Ver. 13. But when thou makest a feast, call the poor, the maimed, the lame, the blind. "The maimed," α̉ναπήζους, the cripple, the mutilated, i.e. those wanting in body or mind. S. Chrysostom assigns the reason. "If ye invite the poor, God will be your debtor. For the humbler the brother is, so much the more does Christ come through him and visit us. For he who entertains a great man does it often from an interested motive or from vainglory. But thou sayest, the poor man is unclean and filthy. Wash him and make him sit with thee at table. If he has dirty garments, give him clean ones. If thou will not receive him in a quiet chamber, at least admit him where thy servants are. If thou art not willing that he should sit at meat with thee, send him a dish from thy table."

Following this counsel, S. Gregory had often twelve beggars at his table, and therefore was rewarded by receiving Christ. Himself in the guise of a poor man. S. Louis of France also, not content with entertaining 120 beggars at his table daily, and on feast days 200, frequently waited upon them himself, and even washed their feet.
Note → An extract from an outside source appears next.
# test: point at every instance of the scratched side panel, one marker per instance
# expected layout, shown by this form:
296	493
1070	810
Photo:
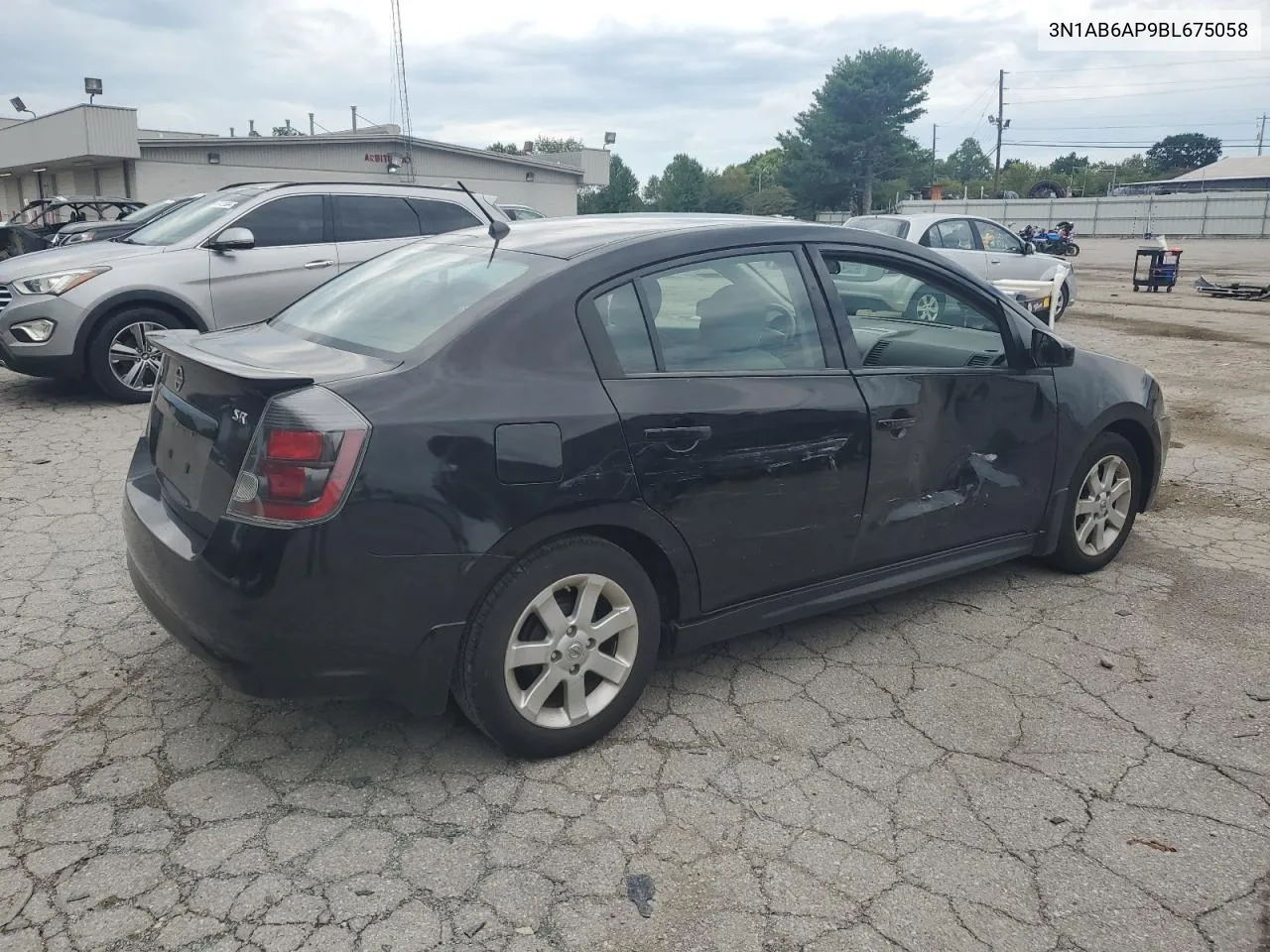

In like manner acted S. Louis the Minorite, Bishop of Toulouse, following the example of his uncle S. Louis; S. Hedwig, Duchess of Poland, and her niece S. Elizabeth, the daughter of Andrew king of Hungary, who fed 900 poor every day, receiving a rich reward in divine favour and grace.

Mystically. Origen says, "He who shuns vainglory calls to a spiritual banquet the poor, that is, the ignorant, that he may enrich them; the weak, that is, those with offended consciences, that he may heal them; the lame, that is, those who have wandered from reason, that he may make their paths straight; the blind, that they may discern the truth."